Es ist davon auszugehen, dass klimabezogene Risiken auch schon bisher Gegenstand der Risikoanalyse waren. Was TCFD spezifisch ist, ist die Tiefe und Breite der Risikoanalyse klimabezogener Risiken und das spezifische Berichtswesen im Umgang mit klimabezogenen Risiken. Im Sinne einer umfassenden Betrachtung aller Risiken und deren Einbezug in die Risikotragfähigkeit des Unternehmens ist diese Entwicklung zu begrüßen. Für die Integration in die bestehenden Risikoinventuren stehen zwei Optionen für die Erfassung von klimabezogenen Risiken zur Verfügung: Diese Risiken können entweder direkt in die bestehende Risikoklassifizierung aufgenommen oder als separate Risikokategorie erfasst werden. In der ersten Option wird die bestehende Struktur erweitert und bereits identifizierte klimabezogene Risiken bleiben bestehen. In der zweiten Option hingegen erfolgt ein gezielter Neuausweis. Egal welche Option gewählt wird, entscheidend ist, dass diese Risiken als klimabezogene Risiken gekennzeichnet werden und in die TCFD-Risikoberichterstattung eingehen. Keinesfalls sollte ein neuer Silo entstehen, der TCFD-Risiken separat identifiziert, bewertet, aggregiert und berichtet. Wie für alle anderen Risiken ist es am Ende entscheidend zu verstehen, welchen Einfluss („financial impact“) diese Risiken auf das Ergebnis, Kapital und Cashflow haben. Auch hier gilt es Fragen der Risikotoleranz und des Risikoappetits zu beantworten und danach entsprechend zu steuern. Unterschiedliche Risiken erfordern unterschiedliche Bewertungsdimensionen im Hinblick auf die Messung der Schadenhöhe. Neben klassischen Bewertungsdimensionen wie finanzielle Auswirkung und Reputation sind für ESG-Risiken weitere Bewertungsdimensionen relevant: Anpassungsfähigkeit, Komplexität des Risikos, Geschwindigkeit des Eintritts der Auswirkung, Wirkungsdauer und Dauer der Bewältigung.

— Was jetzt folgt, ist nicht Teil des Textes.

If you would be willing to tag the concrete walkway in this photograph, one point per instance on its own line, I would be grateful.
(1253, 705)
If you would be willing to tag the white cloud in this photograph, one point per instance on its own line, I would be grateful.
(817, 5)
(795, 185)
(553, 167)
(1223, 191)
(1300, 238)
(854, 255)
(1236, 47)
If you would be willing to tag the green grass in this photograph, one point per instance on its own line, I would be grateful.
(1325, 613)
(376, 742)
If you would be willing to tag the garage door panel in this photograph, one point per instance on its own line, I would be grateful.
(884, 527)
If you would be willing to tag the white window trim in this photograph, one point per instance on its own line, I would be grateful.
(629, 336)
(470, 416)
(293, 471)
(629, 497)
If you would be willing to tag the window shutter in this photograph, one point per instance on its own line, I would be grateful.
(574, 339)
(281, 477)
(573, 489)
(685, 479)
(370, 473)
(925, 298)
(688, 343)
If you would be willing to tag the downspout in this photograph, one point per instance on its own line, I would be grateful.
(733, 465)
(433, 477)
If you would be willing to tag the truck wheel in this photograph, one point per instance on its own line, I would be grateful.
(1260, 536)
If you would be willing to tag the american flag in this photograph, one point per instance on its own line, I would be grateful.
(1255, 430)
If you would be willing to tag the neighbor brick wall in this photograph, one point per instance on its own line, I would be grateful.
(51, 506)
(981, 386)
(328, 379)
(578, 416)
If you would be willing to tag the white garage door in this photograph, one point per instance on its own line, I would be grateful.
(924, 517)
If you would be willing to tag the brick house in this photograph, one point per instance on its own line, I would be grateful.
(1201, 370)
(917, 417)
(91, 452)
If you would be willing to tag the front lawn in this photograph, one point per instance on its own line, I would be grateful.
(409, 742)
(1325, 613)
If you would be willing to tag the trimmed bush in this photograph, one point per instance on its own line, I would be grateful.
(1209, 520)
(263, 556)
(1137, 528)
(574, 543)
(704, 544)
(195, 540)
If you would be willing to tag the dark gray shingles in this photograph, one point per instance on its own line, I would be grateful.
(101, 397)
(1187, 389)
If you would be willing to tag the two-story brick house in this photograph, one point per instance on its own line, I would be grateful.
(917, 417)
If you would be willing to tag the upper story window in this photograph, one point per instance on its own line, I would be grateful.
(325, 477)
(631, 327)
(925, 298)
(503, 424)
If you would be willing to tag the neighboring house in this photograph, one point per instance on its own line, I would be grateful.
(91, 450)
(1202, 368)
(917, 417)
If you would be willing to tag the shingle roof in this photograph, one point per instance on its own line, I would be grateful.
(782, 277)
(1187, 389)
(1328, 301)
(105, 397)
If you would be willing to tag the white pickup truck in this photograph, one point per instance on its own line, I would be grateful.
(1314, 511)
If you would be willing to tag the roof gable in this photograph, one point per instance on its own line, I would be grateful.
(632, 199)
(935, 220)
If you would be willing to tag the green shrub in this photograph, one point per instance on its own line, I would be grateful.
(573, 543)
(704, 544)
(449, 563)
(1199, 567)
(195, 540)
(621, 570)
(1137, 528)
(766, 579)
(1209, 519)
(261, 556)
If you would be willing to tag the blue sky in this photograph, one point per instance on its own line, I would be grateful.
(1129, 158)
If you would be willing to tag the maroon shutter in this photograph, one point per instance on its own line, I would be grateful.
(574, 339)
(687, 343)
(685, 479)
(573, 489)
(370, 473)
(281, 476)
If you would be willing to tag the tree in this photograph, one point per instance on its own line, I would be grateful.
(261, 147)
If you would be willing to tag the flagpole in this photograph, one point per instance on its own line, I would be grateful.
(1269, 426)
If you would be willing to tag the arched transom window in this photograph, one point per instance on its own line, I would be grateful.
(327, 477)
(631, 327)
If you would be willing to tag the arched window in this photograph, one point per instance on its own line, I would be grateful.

Für die TCFD-Berichterstattung ist neben der Beschreibung, wie klimabezogene Risiken identifiziert und bewertet werden, auch die Frage der Integration dieser Risiken in das ERM von Relevanz. Klar ist, dass nur quantitativ bewertete klimabezogene Risiken entsprechend aggregiert werden können und damit Eingang in die Risikotragfähigkeit finden werden. Dies ändert aber nichts an der Notwendigkeit, auch qualitativ bewertete klimabezogene Risiken entsprechend zu überwachen und für diese Maßnahmen im Rahmen der Steuerung festzulegen.

Conclusio

Unternehmen sollten jetzt die richtigen Schritte setzen, um ESG-Risiken umfänglich zu analysieren und zu bewerten. Szenarioanalysen und moderne Simulationsmethodiken können für die Quantifizierung von ESG-Risiken eingesetzt werden. Die kontinuierliche Überwachung von ESG-Risiken in Bezug auf deren Auswirkungen auf das Geschäftsmodell liefert einen besseren Einblick in zukünftig auftretende Herausforderungen. Eine stärkere Einbeziehung von ESG-Risiken in den Risikomanagementprozess ist als Ansatz zu verstehen, das Geschäftsmodell langfristig widerstandsfähig zu machen bzw zu halten und damit dem Silodenken entgegenzuwirken.